From 05a0cd66288265805ae21fe9c1322216fda4fce0 Mon Sep 17 00:00:00 2001
From: Adam Tkac <atkac@redhat.com>
Date: Tue, 20 Jul 2010 15:07:44 +0000
Subject: [PATCH] [Development] Client now uses security types from
 -SecurityTypes parameter instead of hardcoded list.

git-svn-id: svn://svn.code.sf.net/p/tigervnc/code/trunk@4094 3789f03b-4d11-0410-bbf8-ca57d06f2519
---
 common/rfb/CConnection.cxx | 47 +++++++++++++++++++-------------------
 common/rfb/CConnection.h   |  8 -------
 unix/vncviewer/CConn.cxx   |  3 ---
 win/vncviewer/CConn.cxx    |  3 ---
 4 files changed, 23 insertions(+), 38 deletions(-)

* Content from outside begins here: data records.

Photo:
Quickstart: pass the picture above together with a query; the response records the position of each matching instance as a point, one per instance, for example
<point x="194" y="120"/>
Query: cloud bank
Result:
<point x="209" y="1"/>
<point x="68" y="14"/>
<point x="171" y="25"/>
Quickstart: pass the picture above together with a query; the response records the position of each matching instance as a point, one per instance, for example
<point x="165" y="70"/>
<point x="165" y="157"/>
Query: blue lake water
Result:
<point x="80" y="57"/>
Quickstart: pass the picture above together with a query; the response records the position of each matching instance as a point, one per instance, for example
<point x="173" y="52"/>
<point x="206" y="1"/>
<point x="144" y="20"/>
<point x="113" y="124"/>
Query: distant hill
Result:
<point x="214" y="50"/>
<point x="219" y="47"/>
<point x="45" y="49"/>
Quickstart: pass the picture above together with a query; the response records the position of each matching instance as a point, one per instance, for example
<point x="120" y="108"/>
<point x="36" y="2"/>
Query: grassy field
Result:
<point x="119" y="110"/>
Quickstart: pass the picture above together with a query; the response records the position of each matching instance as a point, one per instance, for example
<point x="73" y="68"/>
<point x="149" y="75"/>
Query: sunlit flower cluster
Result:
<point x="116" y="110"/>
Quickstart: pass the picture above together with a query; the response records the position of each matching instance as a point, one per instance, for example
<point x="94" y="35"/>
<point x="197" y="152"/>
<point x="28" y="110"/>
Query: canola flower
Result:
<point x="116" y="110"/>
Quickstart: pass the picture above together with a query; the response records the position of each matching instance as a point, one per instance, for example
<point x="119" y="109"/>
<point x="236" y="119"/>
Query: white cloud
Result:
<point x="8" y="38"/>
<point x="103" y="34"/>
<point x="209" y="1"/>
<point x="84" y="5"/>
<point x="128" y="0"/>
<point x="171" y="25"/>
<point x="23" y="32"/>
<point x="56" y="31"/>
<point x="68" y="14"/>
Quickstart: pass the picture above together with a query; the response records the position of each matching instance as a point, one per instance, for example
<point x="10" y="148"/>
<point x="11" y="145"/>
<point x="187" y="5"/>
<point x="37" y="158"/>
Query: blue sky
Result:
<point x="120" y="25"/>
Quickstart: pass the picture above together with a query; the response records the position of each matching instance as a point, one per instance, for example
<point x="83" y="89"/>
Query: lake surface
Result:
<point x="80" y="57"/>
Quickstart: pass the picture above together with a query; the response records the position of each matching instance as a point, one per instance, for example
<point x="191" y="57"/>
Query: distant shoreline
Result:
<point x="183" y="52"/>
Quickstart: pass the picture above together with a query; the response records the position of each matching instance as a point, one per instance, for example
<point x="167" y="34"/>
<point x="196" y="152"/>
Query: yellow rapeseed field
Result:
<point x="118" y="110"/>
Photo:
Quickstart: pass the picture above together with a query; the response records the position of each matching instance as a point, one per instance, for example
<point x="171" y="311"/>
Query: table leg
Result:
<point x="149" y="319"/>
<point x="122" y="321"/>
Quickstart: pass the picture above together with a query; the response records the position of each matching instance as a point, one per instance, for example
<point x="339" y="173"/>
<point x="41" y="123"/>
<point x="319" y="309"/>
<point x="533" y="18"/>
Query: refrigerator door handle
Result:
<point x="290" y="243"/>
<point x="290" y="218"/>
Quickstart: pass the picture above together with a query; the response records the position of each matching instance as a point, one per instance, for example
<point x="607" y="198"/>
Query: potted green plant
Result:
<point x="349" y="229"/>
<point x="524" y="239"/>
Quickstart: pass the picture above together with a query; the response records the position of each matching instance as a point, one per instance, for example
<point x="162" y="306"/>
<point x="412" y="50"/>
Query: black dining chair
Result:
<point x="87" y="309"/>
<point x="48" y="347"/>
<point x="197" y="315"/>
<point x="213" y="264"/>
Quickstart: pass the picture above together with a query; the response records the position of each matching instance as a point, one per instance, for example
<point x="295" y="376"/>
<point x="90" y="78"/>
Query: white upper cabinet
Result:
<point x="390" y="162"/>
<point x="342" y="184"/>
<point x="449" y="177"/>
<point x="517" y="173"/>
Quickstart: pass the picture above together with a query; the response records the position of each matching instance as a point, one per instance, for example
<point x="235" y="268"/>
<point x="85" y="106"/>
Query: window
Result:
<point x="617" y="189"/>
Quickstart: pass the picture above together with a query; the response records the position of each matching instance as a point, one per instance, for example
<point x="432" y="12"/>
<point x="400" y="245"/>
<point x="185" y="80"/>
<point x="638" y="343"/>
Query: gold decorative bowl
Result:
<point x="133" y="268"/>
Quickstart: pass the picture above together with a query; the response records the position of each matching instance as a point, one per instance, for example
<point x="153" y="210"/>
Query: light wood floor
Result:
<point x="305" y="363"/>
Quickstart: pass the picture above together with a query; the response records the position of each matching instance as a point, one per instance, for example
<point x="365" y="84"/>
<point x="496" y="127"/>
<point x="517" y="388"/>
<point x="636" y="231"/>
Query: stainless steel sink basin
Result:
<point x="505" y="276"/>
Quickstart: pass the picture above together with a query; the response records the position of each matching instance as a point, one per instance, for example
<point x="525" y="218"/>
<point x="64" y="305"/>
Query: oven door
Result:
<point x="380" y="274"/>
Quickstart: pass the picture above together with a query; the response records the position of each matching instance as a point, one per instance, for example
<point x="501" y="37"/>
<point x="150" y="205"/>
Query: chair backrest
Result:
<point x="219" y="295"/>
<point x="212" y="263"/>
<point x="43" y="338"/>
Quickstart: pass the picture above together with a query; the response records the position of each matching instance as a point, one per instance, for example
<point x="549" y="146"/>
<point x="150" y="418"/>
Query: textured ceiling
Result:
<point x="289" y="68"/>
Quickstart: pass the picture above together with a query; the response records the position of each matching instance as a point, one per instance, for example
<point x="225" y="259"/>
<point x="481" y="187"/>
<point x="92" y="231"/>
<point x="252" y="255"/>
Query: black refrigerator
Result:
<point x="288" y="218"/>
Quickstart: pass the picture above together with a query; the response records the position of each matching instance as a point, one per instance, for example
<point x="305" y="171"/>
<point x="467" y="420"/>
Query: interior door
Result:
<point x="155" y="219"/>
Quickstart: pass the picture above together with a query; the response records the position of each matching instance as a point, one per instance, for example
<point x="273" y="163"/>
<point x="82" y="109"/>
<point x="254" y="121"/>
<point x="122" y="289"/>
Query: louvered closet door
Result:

diff --git a/common/rfb/CConnection.cxx b/common/rfb/CConnection.cxx
index b2393256..7aa38d9e 100644
--- a/common/rfb/CConnection.cxx
+++ b/common/rfb/CConnection.cxx
@@ -33,7 +33,7 @@ static LogWriter vlog("CConnection");
 
 CConnection::CConnection()
   : csecurity(0), is(0), os(0), reader_(0), writer_(0),
-    shared(false), nSecTypes(0),
+    shared(false),
     state_(RFBSTATE_UNINITIALISED), useProtocol3_3(false)
 {
   security = new Security();
@@ -59,13 +59,6 @@ void CConnection::setStreams(rdr::InStream* is_, rdr::OutStream* os_)
   os = os_;
 }
 
-void CConnection::addSecType(rdr::U8 secType)
-{
-  if (nSecTypes == maxSecTypes)
-    throw Exception("too many security types");
-  secTypes[nSecTypes++] = secType;
-}
-
 void CConnection::initialiseProtocol()
 {
   state_ = RFBSTATE_PROTOCOL_VERSION;
@@ -129,6 +122,9 @@ void CConnection::processSecurityTypesMsg()
 
   int secType = secTypeInvalid;
 
+  std::list<rdr::U8> secTypes;
+  secTypes = security->GetEnabledSecTypes();
+
   if (cp.isVersion(3,3)) {
 
     // legacy 3.3 server may only offer "vnc authentication" or "none"
@@ -138,10 +134,14 @@ void CConnection::processSecurityTypesMsg()
       throwConnFailedException();
 
     } else if (secType == secTypeNone || secType == secTypeVncAuth) {
-      int j;
-      for (j = 0; j < nSecTypes; j++)
-        if (secTypes[j] == secType) break;
-      if (j == nSecTypes)
+      std::list<rdr::U8>::iterator i;
+      for (i = secTypes.begin(); i != secTypes.end(); i++)
+        if (*i == secType) {
+          secType = *i;
+          break;
+        }
+
+      if (i == secTypes.end())
         secType = secTypeInvalid;
     } else {
       vlog.error("Unknown 3.3 security type %d", secType);
@@ -156,25 +156,24 @@ void CConnection::processSecurityTypesMsg()
     if (nServerSecTypes == 0)
       throwConnFailedException();
 
-    int secTypePos = nSecTypes;
+    std::list<rdr::U8>::iterator j;
+    int secTypePos, secTypePosMin;
+
+    secTypePosMin = secTypes.size();
+
     for (int i = 0; i < nServerSecTypes; i++) {
       rdr::U8 serverSecType = is->readU8();
       vlog.debug("Server offers security type %s(%d)",
                  secTypeName(serverSecType),serverSecType);
 
-      // If we haven't already chosen a secType, try this one
-      // If we are using the client's preference for types,
-      // we keep trying types, to find the one that matches and
+      // We keep trying types, to find the one that matches and
       // which appears first in the client's list of supported types.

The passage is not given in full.